Mich faszinieren Menschen, die gegen den Strom schwimmen und gegen die herrschenden Verhältnisse aufbegehren. Im Mittelalter waren Frauen de facto Menschen zweiter Klasse, sie waren gesellschaftlich benachteiligt, konnten kaum rechtskräftige Entscheidungen treffen und wurden von der Kirche als Ursprung aller Sünden diffamiert. Natürlich gab es immer wieder Frauen, die sich gegen diese Diskriminierung zur Wehr setzten und zu Macht und Ansehen gelangten, etwa Theophanu, Eleonore von Aquitanien oder Hildegard von Bingen, um nur drei zu nennen. Auch Frauen des städtischen Bürgertums konnten aufsteigen und Karriere machen, wenn sie hartnäckig genug waren und sich Nischen suchten, in denen sie sich entfalten konnten. Über eine solche Frau wollte ich schreiben: So entstand Isabelle. Sie denkt recht fortschrittlich für die damalige Zeit, möchte ein selbstbestimmtes Leben führen und lässt sich nicht von der männlichen Dominanz einschüchtern – alles Eigenschaften, die sie für mich zu einem spannenden Charakter machen, da ein solches Verhalten im Mittelalter natürlich Widerstand provozierte.


Welche Eigenschaften schätzen Sie im „wahren“ Leben an einem Menschen?

In erster Linie ganz klassische Tugenden wie Ehrlichkeit, Verlässlichkeit, Empathie und Humor.
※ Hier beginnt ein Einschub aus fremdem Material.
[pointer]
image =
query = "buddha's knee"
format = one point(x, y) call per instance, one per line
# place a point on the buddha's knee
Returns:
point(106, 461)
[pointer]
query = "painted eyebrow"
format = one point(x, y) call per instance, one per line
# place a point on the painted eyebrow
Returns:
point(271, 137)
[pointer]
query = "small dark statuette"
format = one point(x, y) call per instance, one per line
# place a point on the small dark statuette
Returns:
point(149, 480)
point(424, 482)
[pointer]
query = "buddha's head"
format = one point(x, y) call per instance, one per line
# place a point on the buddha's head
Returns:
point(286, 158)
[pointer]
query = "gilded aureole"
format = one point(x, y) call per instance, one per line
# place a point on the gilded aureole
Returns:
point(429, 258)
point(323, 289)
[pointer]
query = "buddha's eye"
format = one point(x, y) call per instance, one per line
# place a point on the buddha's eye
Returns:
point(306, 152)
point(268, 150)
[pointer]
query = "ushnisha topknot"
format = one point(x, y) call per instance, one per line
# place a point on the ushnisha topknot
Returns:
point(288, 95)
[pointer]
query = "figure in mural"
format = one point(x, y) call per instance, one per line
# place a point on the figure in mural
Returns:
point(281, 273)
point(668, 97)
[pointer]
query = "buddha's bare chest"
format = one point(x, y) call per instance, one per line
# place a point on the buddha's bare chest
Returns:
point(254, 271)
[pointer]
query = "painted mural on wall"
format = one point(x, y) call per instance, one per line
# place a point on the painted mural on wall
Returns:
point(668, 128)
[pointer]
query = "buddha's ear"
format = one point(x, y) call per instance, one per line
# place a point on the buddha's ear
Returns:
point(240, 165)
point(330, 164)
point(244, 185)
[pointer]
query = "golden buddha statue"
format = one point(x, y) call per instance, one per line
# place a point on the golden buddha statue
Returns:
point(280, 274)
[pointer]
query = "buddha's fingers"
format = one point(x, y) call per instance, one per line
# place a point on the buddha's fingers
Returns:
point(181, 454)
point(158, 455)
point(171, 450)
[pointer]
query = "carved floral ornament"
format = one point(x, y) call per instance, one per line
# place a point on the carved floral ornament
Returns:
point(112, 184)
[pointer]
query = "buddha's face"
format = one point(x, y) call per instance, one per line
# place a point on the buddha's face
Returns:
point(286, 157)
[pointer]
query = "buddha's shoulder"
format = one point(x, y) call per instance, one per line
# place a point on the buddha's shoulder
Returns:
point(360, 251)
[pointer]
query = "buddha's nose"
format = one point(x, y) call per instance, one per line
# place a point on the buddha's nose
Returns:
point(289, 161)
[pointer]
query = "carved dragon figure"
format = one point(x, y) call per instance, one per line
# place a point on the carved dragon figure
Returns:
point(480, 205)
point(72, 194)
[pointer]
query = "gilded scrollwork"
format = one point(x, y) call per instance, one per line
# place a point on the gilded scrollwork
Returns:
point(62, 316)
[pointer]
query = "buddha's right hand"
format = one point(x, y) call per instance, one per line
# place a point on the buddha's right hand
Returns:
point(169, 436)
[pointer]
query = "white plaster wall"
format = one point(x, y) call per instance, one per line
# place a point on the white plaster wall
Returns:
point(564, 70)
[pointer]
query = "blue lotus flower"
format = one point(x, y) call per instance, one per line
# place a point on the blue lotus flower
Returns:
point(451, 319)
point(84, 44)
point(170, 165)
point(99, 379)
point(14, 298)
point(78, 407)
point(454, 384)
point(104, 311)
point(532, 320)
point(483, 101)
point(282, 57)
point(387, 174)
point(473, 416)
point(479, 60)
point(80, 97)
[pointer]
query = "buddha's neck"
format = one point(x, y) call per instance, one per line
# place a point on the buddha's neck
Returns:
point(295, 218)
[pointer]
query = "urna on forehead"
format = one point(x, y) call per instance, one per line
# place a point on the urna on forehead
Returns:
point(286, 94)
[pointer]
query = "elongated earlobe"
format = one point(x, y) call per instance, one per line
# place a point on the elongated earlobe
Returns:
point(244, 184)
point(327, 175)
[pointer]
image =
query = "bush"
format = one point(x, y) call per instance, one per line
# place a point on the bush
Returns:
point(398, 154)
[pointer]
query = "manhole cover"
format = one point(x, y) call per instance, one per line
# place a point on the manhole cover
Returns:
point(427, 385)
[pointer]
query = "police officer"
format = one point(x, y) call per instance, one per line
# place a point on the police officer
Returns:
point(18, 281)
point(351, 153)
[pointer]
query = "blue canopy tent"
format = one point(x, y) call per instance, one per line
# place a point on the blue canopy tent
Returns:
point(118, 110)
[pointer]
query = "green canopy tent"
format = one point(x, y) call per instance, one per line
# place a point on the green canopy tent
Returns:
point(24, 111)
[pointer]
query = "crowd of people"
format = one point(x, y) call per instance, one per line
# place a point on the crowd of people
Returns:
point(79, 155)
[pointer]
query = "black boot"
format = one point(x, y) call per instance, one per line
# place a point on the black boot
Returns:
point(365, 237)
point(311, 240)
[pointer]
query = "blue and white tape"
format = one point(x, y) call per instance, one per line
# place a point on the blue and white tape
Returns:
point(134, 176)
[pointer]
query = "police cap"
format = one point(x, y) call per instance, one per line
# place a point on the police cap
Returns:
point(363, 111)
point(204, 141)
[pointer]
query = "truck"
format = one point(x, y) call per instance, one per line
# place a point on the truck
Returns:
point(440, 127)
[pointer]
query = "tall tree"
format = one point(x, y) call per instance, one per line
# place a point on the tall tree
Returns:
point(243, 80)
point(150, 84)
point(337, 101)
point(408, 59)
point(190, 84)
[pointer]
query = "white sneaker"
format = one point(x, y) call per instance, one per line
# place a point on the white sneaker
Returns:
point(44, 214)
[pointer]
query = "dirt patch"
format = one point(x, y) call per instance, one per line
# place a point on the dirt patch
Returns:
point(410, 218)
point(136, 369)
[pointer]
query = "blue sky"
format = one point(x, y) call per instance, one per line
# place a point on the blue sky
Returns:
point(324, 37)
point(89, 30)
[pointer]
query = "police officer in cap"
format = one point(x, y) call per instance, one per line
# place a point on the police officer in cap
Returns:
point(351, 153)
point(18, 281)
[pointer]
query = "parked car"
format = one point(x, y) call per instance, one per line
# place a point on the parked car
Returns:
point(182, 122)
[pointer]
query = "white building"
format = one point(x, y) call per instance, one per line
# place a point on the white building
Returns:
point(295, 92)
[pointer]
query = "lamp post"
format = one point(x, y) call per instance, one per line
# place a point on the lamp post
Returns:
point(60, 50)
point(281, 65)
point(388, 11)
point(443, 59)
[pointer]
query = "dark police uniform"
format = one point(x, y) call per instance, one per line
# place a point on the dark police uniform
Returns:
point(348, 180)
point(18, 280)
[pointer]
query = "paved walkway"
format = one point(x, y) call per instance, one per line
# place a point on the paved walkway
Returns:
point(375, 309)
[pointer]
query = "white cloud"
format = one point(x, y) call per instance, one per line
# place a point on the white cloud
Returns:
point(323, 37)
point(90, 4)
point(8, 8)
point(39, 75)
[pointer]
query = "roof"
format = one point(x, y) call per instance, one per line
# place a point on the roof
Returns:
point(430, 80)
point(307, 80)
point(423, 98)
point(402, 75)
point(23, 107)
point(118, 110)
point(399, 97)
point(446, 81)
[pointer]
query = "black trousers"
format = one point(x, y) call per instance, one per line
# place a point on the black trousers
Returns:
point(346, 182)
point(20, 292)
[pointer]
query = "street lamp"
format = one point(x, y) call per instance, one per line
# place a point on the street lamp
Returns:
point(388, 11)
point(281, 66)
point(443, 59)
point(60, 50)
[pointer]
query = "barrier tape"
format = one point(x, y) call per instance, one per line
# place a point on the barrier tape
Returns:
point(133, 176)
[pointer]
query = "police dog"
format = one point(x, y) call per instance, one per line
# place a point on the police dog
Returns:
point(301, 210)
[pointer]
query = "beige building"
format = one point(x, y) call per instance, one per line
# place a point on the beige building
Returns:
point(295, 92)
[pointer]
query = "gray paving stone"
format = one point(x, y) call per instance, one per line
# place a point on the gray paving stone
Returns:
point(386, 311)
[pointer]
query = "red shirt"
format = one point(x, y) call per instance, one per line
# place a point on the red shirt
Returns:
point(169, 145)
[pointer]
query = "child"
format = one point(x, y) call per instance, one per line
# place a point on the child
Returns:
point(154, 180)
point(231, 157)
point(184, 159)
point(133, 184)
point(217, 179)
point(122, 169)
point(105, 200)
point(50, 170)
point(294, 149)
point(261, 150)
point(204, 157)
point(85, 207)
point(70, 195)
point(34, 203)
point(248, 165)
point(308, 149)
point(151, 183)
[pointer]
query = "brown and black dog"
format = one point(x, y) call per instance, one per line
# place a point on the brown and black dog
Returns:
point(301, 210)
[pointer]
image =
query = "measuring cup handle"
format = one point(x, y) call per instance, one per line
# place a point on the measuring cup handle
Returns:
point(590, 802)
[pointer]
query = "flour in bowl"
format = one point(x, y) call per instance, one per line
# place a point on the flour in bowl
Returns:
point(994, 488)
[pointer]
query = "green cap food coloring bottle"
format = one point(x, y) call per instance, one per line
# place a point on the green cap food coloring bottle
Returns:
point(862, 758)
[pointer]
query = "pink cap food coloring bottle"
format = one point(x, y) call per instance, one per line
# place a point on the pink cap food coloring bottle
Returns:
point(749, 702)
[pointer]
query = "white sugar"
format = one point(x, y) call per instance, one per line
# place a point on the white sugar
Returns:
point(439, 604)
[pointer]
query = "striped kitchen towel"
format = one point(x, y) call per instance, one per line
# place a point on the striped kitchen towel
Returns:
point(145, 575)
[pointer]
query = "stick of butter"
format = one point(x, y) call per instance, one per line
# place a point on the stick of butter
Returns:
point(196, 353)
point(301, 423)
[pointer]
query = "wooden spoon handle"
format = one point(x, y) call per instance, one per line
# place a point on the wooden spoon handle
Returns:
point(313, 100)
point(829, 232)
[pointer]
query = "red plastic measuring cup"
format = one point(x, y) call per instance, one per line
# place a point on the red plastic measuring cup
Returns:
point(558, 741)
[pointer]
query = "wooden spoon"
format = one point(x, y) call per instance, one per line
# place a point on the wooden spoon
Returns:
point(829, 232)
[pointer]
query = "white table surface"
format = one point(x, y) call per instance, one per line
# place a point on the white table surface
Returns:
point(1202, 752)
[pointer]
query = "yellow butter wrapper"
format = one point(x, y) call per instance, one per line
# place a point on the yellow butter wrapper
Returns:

Daneben schätze ich es sehr, wenn Menschen die Fähigkeit zur Reflexion haben und imstande sind, sich selbst zu hinterfragen. Leute, die sich weigern zu denken, obwohl sie es könnten, bringen mich auf die Palme.


Wann werden Sie selbst „schwach“?

Bei Kaffee – siehe oben. Über meine anderen Schwächen betten wir an dieser Stelle gnädig den Mantel des Schweigens.

© Goldmann Verlag

Daniel Wolf, geboren 1977, arbeitete u.a. als Musiklehrer, in einer Chemiefabrik und im Öffentlichen Dienst, bevor er freier Schriftsteller wurde. Schon als Kind begeisterte er sich für alte Ruinen, Sagen und Ritterrüstungen; seine Leidenschaft für Geschichte und das Mittelalter führte ihn schließlich zum historischen Roman. Er lebt mit seiner Frau und zwei Katzen in einer der ältesten Städte Deutschlands.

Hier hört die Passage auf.